Как объяснить эту особенную радость, это чувство облегчения, когда дело касается столь страшного происшествия? Когда речь идет о гибели той, которая долгое время занимала все его мысли? Образ которой притягивал все его надежды, томления, открытые и сокровенные мечты? Ведь Шари в бедной событиями жизни учителя была большой и, можно сказать, единственной любовью, потому что Бенедек провел молодые годы в одиночестве и суровой борьбе с лишениями, даже помыслить о женщине не мог себе позволить… Как раз такие, говорят, и склонны к сильному чувству. Я не стану и пробовать описать то напряжение, тот навязчивый транс, в котором жил Бенедек после того, как познакомился с Шари в инспекции школ, где девушка работала машинисткой. Жил? На самом деле это состояние трудно назвать жизнью: он был бездумным механизмом, существующим с единственной целью, чтобы в городе редких воскресений, когда они были вместе, перетолковывать по-своему речи девушки, воображать ее будничную жизнь, ревнуя и опасаясь, что судьба может завистливо и капризно отказать им во встрече. Видимо, ему теперь легче дышалось уже потому, что это напряжение отпустило его, как бы то ни было трагически и бесповоротно. Ведь он не был счастлив, вот именно, не был!
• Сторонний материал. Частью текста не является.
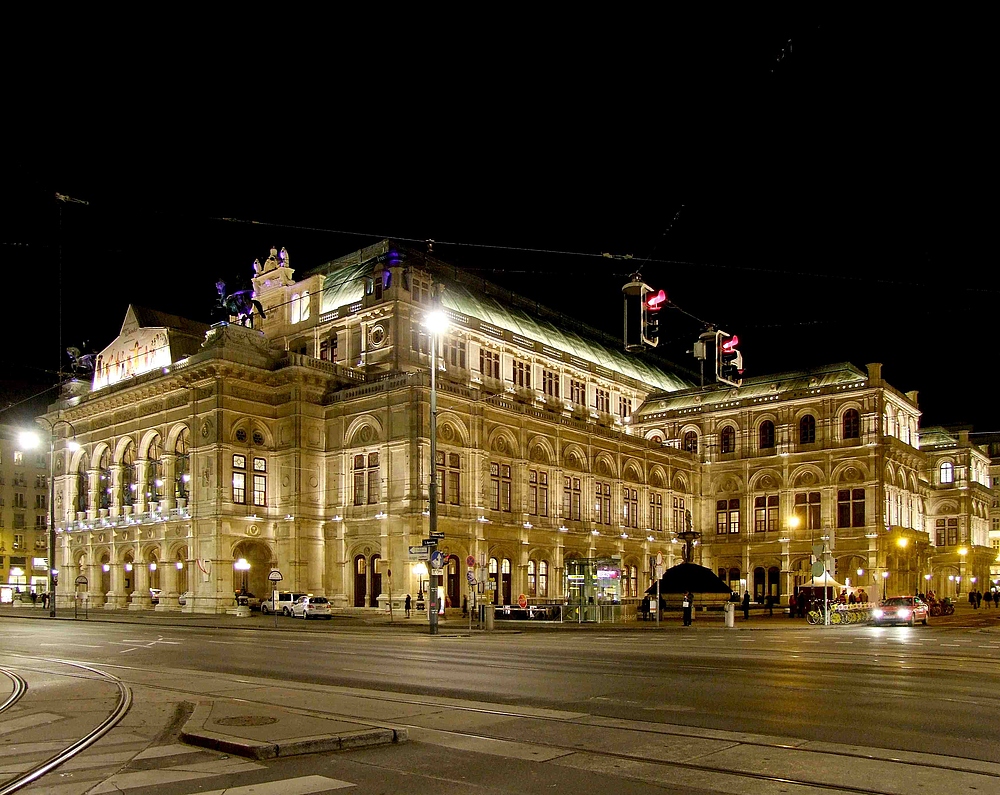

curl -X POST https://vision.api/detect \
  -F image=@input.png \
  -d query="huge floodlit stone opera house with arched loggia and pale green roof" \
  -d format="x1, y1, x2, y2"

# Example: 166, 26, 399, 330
33, 241, 1000, 612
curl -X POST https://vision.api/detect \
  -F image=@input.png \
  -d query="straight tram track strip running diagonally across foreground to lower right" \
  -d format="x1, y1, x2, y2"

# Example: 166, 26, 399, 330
11, 666, 1000, 795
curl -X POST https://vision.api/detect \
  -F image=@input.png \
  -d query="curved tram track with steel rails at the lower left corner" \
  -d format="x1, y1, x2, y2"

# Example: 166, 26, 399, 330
0, 655, 132, 795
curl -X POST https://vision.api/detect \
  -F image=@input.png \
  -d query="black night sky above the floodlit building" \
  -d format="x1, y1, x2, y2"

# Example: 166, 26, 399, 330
0, 9, 1000, 431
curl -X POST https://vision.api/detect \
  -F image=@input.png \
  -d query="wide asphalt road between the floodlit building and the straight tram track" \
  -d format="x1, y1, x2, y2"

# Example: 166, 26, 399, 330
0, 610, 1000, 793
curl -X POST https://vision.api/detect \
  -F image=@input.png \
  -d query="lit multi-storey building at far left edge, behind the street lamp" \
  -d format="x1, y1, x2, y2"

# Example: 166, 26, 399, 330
0, 425, 49, 601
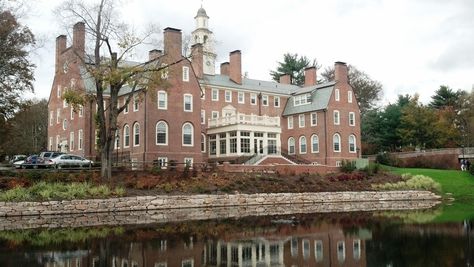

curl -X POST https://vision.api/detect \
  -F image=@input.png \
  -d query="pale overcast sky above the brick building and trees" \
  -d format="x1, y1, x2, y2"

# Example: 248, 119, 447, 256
24, 0, 474, 104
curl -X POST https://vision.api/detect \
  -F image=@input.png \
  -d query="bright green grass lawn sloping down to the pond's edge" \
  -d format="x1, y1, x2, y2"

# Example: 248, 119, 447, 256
389, 167, 474, 222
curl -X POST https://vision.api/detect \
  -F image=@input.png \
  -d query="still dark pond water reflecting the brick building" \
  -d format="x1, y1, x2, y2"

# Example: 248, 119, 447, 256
0, 211, 474, 267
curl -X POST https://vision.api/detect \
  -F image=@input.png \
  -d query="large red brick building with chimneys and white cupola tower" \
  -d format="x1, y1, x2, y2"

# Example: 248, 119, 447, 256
48, 7, 360, 166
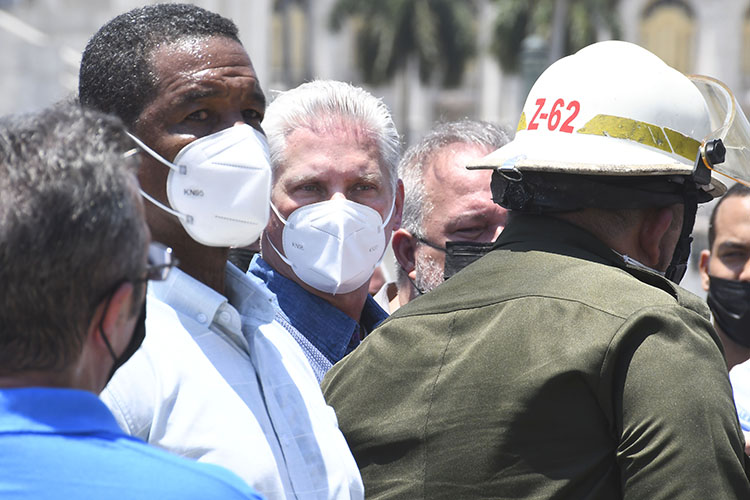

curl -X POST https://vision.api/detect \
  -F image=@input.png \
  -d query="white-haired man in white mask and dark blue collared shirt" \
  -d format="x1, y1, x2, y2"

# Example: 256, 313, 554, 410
249, 80, 404, 381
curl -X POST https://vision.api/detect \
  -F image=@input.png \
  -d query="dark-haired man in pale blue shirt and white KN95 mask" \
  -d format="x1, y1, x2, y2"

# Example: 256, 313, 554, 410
79, 4, 363, 499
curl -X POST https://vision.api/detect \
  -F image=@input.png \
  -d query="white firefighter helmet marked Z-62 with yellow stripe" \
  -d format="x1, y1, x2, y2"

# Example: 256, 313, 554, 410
469, 41, 750, 197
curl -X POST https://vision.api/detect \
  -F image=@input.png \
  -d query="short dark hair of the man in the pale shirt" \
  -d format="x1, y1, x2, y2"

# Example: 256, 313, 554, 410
78, 3, 240, 127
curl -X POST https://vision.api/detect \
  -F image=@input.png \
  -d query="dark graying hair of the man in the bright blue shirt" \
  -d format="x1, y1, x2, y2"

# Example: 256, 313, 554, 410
0, 103, 148, 373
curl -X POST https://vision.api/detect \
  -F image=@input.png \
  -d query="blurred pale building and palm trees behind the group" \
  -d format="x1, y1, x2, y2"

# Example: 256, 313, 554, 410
0, 0, 750, 296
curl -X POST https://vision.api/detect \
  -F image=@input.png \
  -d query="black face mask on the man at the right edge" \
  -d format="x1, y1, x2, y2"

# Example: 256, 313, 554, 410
707, 276, 750, 347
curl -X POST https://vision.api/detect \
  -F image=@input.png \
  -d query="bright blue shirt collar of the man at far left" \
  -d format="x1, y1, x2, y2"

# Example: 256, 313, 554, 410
0, 387, 123, 435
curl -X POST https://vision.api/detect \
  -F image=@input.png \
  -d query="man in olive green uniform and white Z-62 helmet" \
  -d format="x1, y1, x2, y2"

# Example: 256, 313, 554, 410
323, 42, 750, 500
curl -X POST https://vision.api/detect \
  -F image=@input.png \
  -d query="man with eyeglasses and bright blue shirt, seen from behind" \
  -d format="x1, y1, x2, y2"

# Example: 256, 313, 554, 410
0, 104, 259, 500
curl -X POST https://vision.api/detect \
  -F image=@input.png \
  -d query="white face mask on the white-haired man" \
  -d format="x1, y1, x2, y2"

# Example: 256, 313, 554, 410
269, 199, 396, 295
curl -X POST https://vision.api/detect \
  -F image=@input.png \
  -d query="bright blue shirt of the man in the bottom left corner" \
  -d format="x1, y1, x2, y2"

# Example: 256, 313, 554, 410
0, 387, 261, 500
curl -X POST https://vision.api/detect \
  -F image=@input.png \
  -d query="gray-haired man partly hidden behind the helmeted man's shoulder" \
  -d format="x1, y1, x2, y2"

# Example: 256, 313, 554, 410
391, 120, 510, 312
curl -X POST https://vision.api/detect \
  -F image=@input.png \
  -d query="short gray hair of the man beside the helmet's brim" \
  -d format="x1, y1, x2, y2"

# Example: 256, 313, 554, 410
398, 120, 510, 238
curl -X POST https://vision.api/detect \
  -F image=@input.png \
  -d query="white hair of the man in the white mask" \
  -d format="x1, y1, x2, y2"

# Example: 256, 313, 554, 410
263, 80, 401, 190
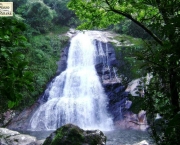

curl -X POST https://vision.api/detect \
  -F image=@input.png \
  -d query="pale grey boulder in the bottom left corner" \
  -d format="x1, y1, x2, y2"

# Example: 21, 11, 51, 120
0, 128, 38, 145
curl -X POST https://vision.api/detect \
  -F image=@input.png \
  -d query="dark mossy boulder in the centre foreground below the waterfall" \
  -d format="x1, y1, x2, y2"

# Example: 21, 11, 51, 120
43, 124, 106, 145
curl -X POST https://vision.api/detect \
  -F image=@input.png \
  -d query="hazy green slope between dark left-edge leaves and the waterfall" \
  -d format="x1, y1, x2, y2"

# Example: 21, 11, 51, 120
22, 31, 68, 107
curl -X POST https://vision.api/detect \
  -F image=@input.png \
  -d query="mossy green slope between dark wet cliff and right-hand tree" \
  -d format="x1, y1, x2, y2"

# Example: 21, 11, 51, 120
114, 35, 146, 85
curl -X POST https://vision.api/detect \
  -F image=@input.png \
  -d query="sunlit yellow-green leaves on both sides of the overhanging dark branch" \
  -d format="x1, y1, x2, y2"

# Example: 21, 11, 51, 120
68, 0, 162, 28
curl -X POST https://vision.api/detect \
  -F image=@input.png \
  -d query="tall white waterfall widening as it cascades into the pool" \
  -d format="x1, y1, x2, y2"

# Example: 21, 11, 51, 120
29, 31, 113, 131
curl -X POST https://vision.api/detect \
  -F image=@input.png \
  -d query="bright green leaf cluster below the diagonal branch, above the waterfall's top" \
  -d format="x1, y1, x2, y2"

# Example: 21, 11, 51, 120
68, 0, 122, 29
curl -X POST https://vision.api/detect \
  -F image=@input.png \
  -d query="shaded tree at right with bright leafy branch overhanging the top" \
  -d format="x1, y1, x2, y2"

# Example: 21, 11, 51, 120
69, 0, 180, 145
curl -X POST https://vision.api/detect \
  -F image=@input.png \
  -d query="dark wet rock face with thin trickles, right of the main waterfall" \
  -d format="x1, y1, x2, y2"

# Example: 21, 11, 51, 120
95, 40, 129, 121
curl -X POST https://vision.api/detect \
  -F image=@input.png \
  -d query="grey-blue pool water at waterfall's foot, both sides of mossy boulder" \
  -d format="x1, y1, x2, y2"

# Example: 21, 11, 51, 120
21, 129, 155, 145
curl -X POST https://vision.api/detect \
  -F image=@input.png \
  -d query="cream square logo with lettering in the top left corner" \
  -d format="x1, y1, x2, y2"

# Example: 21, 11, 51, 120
0, 2, 13, 17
Даже часы, которые он проводил с девушкой, даже они не приносили ему счастья, а скорее неизменное разочарование, и каждый раз мучили его по-новому. Шари была такой же, как другие девушки. У нее на уме вечно были развлечения, какие могла себе позволить бедная девушка вроде нее: кино, экскурсия, какой-никакой спорт, а пуще всего лыжи и гребля. Бенедек, напротив, не был рожден для спорта. В лыжах и веслах он видел соперников, уводящих внимание девушки от него и сближающих ее с другими; особенно сердило Бенедека ее увлечение греблей, ведь поскольку собственной лодки у них не имелось, они вынужденно пользовались любезностью одного знакомого парня, который раньше был сослуживцем Шари и охотно брал их на свое современное, оснащенное подвижными сиденьями «судно». Как раз с этим судном и стряслась катастрофа. Из-за этой гребли учитель и Шари постоянно были на грани ссоры: Бенедек предпочел бы оставаться с девушкой вдвоем, разлегшись, скажем, в доверительном уединенье под деревьями Прохладной Долины, но Шари это надоело, и она прямо-таки вожделела к «божественной» жизни гребцов-любителей.

– Я тебе еще не жена, – отрезала она, когда учитель пробовал настоять на своем, – делаю то, что мне нравится. – Этим безжалостно-резким ответом она совершенно обезоружила Бенедека, который так расценил его, что единственным желанным с его стороны подарком девушке была бы женитьба, титул супруги, но и этого он предложить ей не может… Он чувствовал себя неловко, словно это его вина была в том, что он не может мгновенно достичь такого положения в обществе, какое сделало бы супружество возможным. Как будто это он избегал женитьбы! В то время как именно претензии Шари затрудняли дело больше всего. Это тоже было причиной продолжительных нервных сцен. Воображение Шари не заходило дальше «добропорядочного» супружества, поскольку она вообще была очень порядочной девушкой: целовалась бурно и без стеснения, в чьем угодно присутствии, это верно, но больше ничего не позволяла; верно, впрочем, и то, что Бенедек не был слишком настойчив. Бенедек был решительно робок в том, что касалось девушек, ему было достаточно просто глядеть на Шари и быть с нею вместе. Никогда, ни в каком случае он не осмеливался сам знакомиться с девушками, и Шари была первой девушкой, которая заинтересовалась им. Честно говоря, он даже смотреть не умел так непринужденно и со вкусом, как другие мужчины глядят на девушек. Он, например, всегда испытывал смущение и едва не слеп, когда Шари раздевалась в лодке до купального костюма: у него едва хватало храбрости взглянуть на ее бедра. С тайным негодованием думал он и о том, что Шари в таком костюме, то есть почти нагая, сидит за веслами в компании общих знакомых и хозяина лодки даже в его, Бенедека, отсутствие; собственно говоря, о настоящей ревности речи быть не могло, ведь «судовладелец» всегда брал с собой подружку, давнюю сослуживицу и приятельницу Шари, в которую был влюблен и которую, как принято говорить, «обхаживал». Предмет его страсти не желал оставаться с ним наедине, поэтому была необходима Шари. Надо сказать, что Шари тоже не поехала бы с ним одна, хоть и были ей совершенно безразличны терзания Бенедека, когда она вообще предпочитала ему чье-либо общество.